The Annual General Meeting decides on the remuneration and other financial benefits of the members of Kesko Corporation's (“Kesko”) Board of Directors and its Committees’ members annually. The remuneration of the members of the Board and its Committees is paid in cash. The Board members do not have share compensation or share-based compensation plans. Nor do they participate in the other compensation plans or pension plans of the Company.
Based on the Remuneration Committee's preparatory work, Kesko's Board of Directors makes decisions on the personal remuneration, other financial benefits, the performance bonus system criteria and the performance bonuses paid to the President and CEO and the Group Management Board members responsible for lines of business. As for the other Group Management Board members, Kesko's Board of Directors makes decisions on the performance bonus principles.

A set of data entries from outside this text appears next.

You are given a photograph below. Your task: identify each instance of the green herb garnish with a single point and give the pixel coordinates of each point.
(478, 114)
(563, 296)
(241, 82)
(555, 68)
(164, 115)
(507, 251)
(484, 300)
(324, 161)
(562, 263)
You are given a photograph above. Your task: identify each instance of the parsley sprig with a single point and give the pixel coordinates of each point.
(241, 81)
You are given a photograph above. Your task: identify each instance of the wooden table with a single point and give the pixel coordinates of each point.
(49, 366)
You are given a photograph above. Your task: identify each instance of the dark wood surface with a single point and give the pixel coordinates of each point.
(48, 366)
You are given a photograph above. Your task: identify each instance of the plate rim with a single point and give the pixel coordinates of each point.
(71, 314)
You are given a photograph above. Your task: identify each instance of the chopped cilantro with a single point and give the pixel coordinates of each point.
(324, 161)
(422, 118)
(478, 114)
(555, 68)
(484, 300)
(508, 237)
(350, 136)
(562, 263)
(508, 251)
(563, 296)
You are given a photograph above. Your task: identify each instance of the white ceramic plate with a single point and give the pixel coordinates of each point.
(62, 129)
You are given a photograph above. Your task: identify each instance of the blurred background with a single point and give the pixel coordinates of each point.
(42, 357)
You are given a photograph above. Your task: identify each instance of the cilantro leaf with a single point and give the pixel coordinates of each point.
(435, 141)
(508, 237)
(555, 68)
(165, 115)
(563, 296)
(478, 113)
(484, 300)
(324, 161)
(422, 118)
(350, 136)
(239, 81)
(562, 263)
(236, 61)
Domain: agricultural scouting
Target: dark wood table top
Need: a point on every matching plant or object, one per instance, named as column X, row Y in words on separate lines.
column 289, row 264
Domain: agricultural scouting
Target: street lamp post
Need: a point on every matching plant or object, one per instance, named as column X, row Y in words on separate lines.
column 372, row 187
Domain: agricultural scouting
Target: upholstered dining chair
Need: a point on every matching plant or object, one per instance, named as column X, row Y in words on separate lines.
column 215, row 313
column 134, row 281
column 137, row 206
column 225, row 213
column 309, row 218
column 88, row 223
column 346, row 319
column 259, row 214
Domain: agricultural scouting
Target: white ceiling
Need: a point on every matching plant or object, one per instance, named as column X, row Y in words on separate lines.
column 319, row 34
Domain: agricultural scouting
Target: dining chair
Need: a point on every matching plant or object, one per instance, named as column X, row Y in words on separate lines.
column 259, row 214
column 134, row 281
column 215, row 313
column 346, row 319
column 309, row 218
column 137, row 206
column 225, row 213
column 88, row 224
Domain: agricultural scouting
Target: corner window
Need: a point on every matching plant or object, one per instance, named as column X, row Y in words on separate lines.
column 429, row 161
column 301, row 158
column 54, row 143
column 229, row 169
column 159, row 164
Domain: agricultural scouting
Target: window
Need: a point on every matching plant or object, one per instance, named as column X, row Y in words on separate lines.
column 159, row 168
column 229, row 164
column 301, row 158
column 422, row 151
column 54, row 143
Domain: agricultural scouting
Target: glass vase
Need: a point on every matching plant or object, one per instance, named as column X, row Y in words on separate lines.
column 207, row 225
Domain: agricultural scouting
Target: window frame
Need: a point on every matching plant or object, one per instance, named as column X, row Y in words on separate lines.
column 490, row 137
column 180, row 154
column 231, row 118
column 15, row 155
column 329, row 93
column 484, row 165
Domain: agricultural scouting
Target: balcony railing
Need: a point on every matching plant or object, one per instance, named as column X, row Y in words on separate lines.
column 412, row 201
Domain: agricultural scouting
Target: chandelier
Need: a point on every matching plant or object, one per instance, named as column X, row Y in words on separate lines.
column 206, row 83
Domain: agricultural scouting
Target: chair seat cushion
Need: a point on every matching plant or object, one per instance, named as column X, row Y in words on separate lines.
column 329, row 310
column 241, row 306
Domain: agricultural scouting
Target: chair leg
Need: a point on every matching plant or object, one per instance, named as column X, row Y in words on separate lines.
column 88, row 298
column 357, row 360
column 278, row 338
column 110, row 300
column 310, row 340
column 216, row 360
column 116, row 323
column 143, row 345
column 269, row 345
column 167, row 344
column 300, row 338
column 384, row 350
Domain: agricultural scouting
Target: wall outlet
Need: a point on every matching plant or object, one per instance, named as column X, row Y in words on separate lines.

The President and CEO makes decisions on the remuneration and other financial benefits of the Group Management Board members other than those responsible for lines of business within the limits set by the Chair of the Board's Remuneration Committee.
The remuneration scheme of the President and CEO and the other members of the Group Management Board consists of a fixed monetary salary (monthly salary), fringe benefits (free car and mobile phone benefit), a performance bonus based on criteria decided annually (short-term compensation scheme), a share compensation plan (long-term compensation scheme) and management's retirement benefits.
The Board of Directors monitors the implementation of the remuneration schemes of the President and CEO and the other Group Management Board members.